I don’t even want to know. That’s what I tell myself. She’s right about one thing. Wherever this leads—with me claiming something about Daddy, with more doctors and needles and electric shock therapy, with pain and tears. It’s not worth it.

At least until I hear a loud whooshing sound from outside.

I peek out the window to see someone power washing the far wall with a machine. Up and down in neat lines that turn the brick from light to dark. That someone wears a black T-shirt and acid washed jeans. And muddy work boots I would recognize anywhere—even from half an acre across and two stories up.

For a moment I imagine storming across the lawn and confronting him. I could demand to know what he was doing in the house—and don’t tell me you were getting a drink, I’d tell him.

And he would deny everything.

I remember how easily he turned the tables on me yesterday. All the things he said about me being his employer, as if I was in charge. The whole time he was the one controlling me, seducing me so I wouldn’t see what he was doing.

Which means I need the same kind of strategic stealth.

I head into my closet and pull out a bikini with tags on it. I think Mom paid something outrageous at Nordstrom’s the day I turned eighteen. Maybe it was supposed to make up for not being around when I got my period, having the maid show me how a pad worked. I didn’t have any interest in the tiny straps when I got it, but it’s just right for what I need now.

I strip down and put on the bikini, wincing at the scrape of plastic tags on my bare skin, at the tight elastic barely holding me in. The tags are easy enough to yank off. Meanwhile the elastic strap nestles in my butt with disturbing intimacy.

Two little triangles cover my breasts. And one down below.

The towel that had felt so revealing yesterday now seems like an exercise in modesty. I can’t really imagine going out like this, but I want to. For reasons that have nothing to do with stealth or escape. I want to see what Niko’s expression will be when he sees this bikini.

I grab a towel and a half-empty bottle of sunscreen before heading outside.

Sunlight hits soft, private skin for the first time.
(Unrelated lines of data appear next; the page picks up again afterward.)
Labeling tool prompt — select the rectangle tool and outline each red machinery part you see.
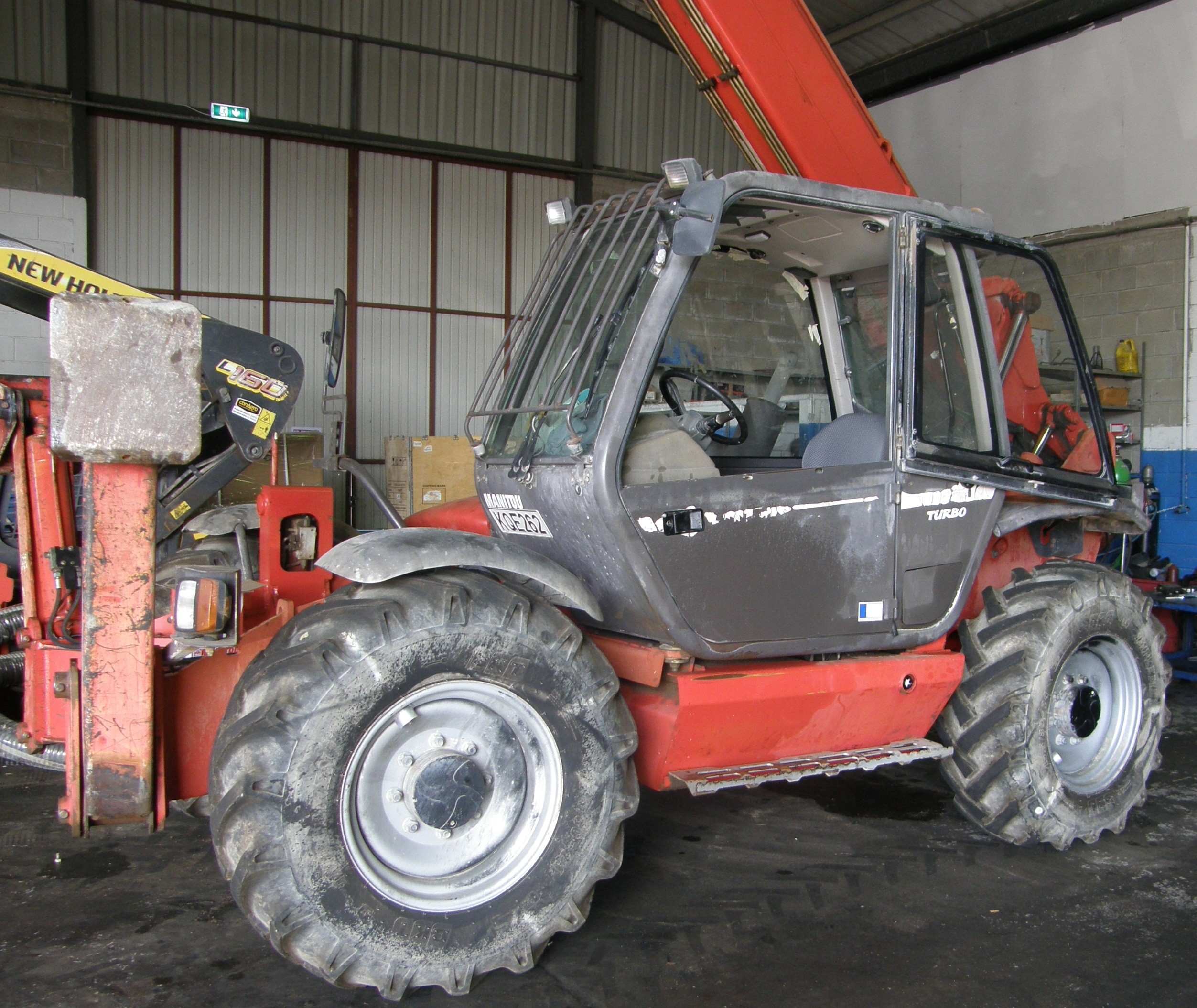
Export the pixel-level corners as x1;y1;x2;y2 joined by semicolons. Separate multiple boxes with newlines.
616;651;965;790
649;0;915;196
403;497;491;535
162;486;333;799
959;520;1104;621
163;598;296;799
258;486;333;606
72;462;163;833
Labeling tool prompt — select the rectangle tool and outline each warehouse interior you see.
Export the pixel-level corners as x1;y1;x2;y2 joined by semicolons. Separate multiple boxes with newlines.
0;0;1197;1008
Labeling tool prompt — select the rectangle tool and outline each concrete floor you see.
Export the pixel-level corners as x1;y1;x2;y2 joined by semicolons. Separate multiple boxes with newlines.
0;683;1197;1008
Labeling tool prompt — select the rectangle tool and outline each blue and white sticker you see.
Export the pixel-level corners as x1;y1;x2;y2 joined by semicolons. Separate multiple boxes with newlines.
856;602;884;622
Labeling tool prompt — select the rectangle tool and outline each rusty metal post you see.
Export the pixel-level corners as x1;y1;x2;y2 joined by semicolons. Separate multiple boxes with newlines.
83;462;157;828
50;294;202;835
I shiver despite the warmth. Crossing the patio I settle into one of the reclining deck chairs beside the pool. Throw my hair over my shoulder. Somewhat discreetly adjust the band of my bikini top so it covers me.

The entire time, Niko continues to power wash. He doesn’t even look over.

Well, I tell myself reasonably, he probably didn’t hear me. That machine is pretty loud.

Disappointment pulls a loud sigh out of me.

Right then, in the space of seconds as breath leaves my mouth, Niko glances back at me. A moment later he’s looking back at his work, having not even given me a second look—but he doesn’t have to. It’s enough. Enough to know he’s aware of me, maybe even as sharply aware of me as I am of him.

Smiling a little, I apply creamy white sunscreen to my arms and legs.

I smooth it across the slopes of my breasts.

Every cell in my body is attuned to the man who’s resolutely not looking at me. Except he’s running out of brick on that side of the grounds. He’ll need to stop soon. Maybe he’ll pick up and move to a different side of the house. Or maybe he’ll go inside the house again…

Setting the bottle on the speckled concrete, I turn over and lay myself flat on the plastic slats. I let my head drop lazily over the edge. The sun beats on my bare neck and back, its insistent heat a warning. There’s no sunscreen back there.

The machine stops, leaving only ringing silence.

My eyes close and open, slow with a self-assuredness completely new to me. A shadow crosses over me, almost a cool touch across hot skin.

“You’re going to burn like that.”

I don’t even lift my head. “I can’t reach.”

“Is that your way of asking for help?”